Nonostante negli anni ci si sia impegnati per migliorare le condizioni, soprattutto quelle retributive, l’assenza di regole chiare e uniformi per tutto il settore rappresentavano ancora una lacuna importante per la tutela delle lavoratrici e dei lavoratori e l’attrattività della professione. Il settore degli asili nido e degli extra-scolastici, era di fatto l’unico del settore sociosanitario ad essere privo di un contratto collettivo di categoria. Finalmente dal 1. gennaio 2022, le strutture potranno già aderire volontariamente al CCL rispettandone le condizioni, mentre dal 2023 il rispetto di quanto sottoscritto dai sindacati e da ATAN diverrà una condizione imprescindibile per chi vorrà continuare a percepire i contributi pubblici.
 Entrando nelle particolarità del nuovo CCL è importante sottolineare come questo nuovo documento, per quanto concerne la classificazione salariale farà riferimento alla scala stipendi del Cantone Ticino.

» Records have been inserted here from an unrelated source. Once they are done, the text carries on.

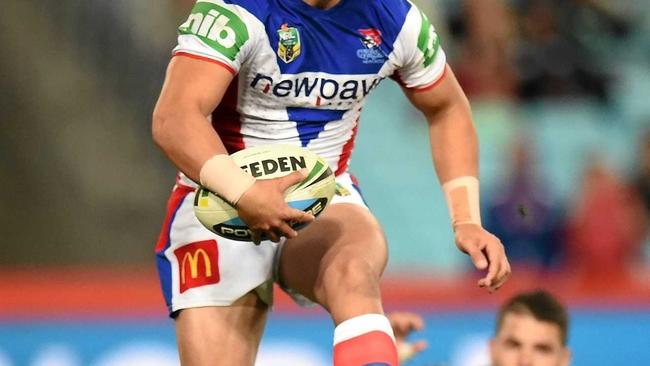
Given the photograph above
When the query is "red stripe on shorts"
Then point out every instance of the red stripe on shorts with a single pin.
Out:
(178, 195)
(344, 159)
(227, 121)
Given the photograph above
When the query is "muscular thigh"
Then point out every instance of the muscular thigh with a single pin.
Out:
(221, 335)
(344, 231)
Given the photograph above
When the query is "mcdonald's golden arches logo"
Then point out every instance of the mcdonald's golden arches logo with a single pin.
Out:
(197, 264)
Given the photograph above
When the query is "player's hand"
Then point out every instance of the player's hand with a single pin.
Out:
(403, 323)
(263, 209)
(486, 252)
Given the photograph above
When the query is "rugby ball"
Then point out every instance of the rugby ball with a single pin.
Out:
(311, 195)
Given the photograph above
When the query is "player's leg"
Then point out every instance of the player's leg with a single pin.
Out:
(216, 336)
(337, 262)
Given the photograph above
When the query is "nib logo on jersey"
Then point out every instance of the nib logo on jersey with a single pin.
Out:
(319, 89)
(371, 54)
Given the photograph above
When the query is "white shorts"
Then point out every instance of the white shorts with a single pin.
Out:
(198, 268)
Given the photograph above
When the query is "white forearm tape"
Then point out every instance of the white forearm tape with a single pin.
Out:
(222, 176)
(463, 200)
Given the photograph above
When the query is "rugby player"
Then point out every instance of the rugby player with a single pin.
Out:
(253, 72)
(531, 331)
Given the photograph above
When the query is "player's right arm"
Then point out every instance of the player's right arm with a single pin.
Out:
(191, 91)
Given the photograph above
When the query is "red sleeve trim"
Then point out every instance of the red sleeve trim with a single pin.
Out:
(433, 84)
(203, 58)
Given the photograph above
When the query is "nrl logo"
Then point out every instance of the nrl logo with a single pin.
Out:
(289, 43)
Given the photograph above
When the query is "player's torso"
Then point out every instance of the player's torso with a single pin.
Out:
(307, 74)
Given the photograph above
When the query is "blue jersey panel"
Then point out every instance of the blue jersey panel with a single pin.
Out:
(354, 37)
(311, 122)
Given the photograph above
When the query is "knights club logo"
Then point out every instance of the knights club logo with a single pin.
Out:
(371, 53)
(371, 37)
(289, 43)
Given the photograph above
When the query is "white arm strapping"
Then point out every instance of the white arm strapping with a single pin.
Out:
(222, 176)
(462, 196)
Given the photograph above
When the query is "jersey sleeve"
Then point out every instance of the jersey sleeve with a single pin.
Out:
(421, 61)
(218, 32)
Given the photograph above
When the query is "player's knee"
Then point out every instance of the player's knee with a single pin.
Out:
(351, 275)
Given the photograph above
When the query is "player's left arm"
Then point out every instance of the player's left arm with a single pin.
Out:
(454, 147)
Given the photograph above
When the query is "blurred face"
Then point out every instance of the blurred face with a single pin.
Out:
(526, 341)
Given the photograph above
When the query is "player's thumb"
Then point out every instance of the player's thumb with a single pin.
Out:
(291, 179)
(478, 258)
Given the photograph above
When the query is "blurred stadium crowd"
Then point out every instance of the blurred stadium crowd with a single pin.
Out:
(559, 90)
(560, 95)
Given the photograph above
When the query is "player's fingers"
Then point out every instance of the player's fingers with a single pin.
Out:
(503, 275)
(291, 179)
(256, 237)
(293, 215)
(285, 230)
(272, 236)
(476, 255)
(415, 322)
(494, 252)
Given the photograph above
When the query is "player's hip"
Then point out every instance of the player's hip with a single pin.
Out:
(198, 268)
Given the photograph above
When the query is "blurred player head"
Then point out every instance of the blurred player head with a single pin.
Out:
(531, 331)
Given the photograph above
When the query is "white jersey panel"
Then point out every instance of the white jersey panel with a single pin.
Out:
(417, 56)
(223, 32)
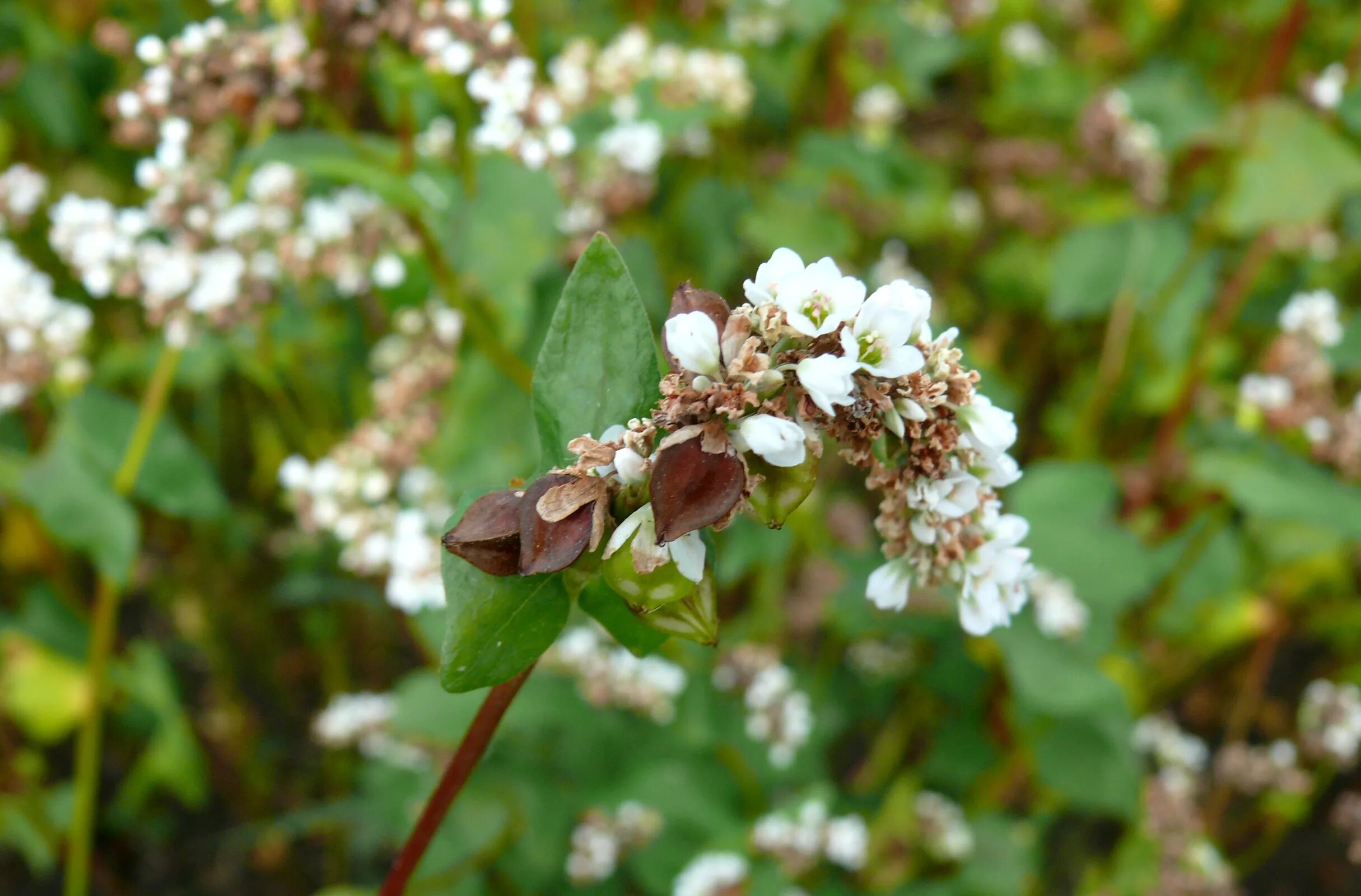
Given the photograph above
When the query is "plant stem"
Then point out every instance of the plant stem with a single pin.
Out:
(451, 783)
(104, 627)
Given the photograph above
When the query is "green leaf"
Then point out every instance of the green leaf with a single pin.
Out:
(1090, 762)
(1293, 172)
(497, 627)
(1073, 533)
(512, 207)
(1269, 483)
(598, 365)
(78, 506)
(175, 478)
(1055, 676)
(614, 614)
(1093, 266)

Il personale educativo con formazione specifica partirà da un salario minimo di CHF 56’369.- (classe 4), per capo équipe (con titolo SSS/SUP/UNI) da CHF 61’446.- (classe 5) e per i direttori/responsabili il salario minimo sarà di CHF 66’454.- (classe 6). È importante sottolineare come, rispetto alla situazione attuale, si sia introdotto il principio degli scatti annuali che seguiranno le evoluzioni previste della scala stipendi del Cantone Ticino. La decisione di concedere gli scatti verrà presa annualmente della Commissione Paritetica e non potrà essere una decisione autonoma di ogni singola struttura. L’unico elemento che potrebbe portare ad una non concessione dello scatto annuale sarà il mancato riconoscimento di finanziamento da parte dell’ente finanziatore.
Il CCL prevede inoltre un miglioramento per quanto concerne le ore di lavoro settimanali, fissate a 40 e che prevedono anche il riconoscimento delle ore di preparazione, una maggiore protezione delle lavoratrici e dei lavoratori in caso di malattia e una maggiore tutela in caso di controversie con il proprio datore di lavoro, dal momento in cui viene data alla collaboratrice e al collaboratore la possibilità di rivolgersi alla Commissione Paritetica.
Il momento che ci stiamo accingendo a vivere è storico e siamo convinti che questo nuovo Contratto Collettivo porterà maggiore sensibilità, attenzione e riconoscimento nei confronti delle lavoratrici e dei lavoratori che con impegno si occupano dei nostri bambini in un momento fondamentale della loro crescita.
Un grazie per la preziosa collaborazione che ha portato alla sottoscrizione del CCL lo rivolgiamo ad ATAN, che molto seriamente ha condotto le trattive, al Consigliere di Stato Raffaele De Rosa che insieme ai suoi funzionari ha saputo sostenere tutto il settore e alle collaboratrici e ai collaboratori che in questi anni si sono impegnate e impegnati in prima persona per difendere la propria categoria.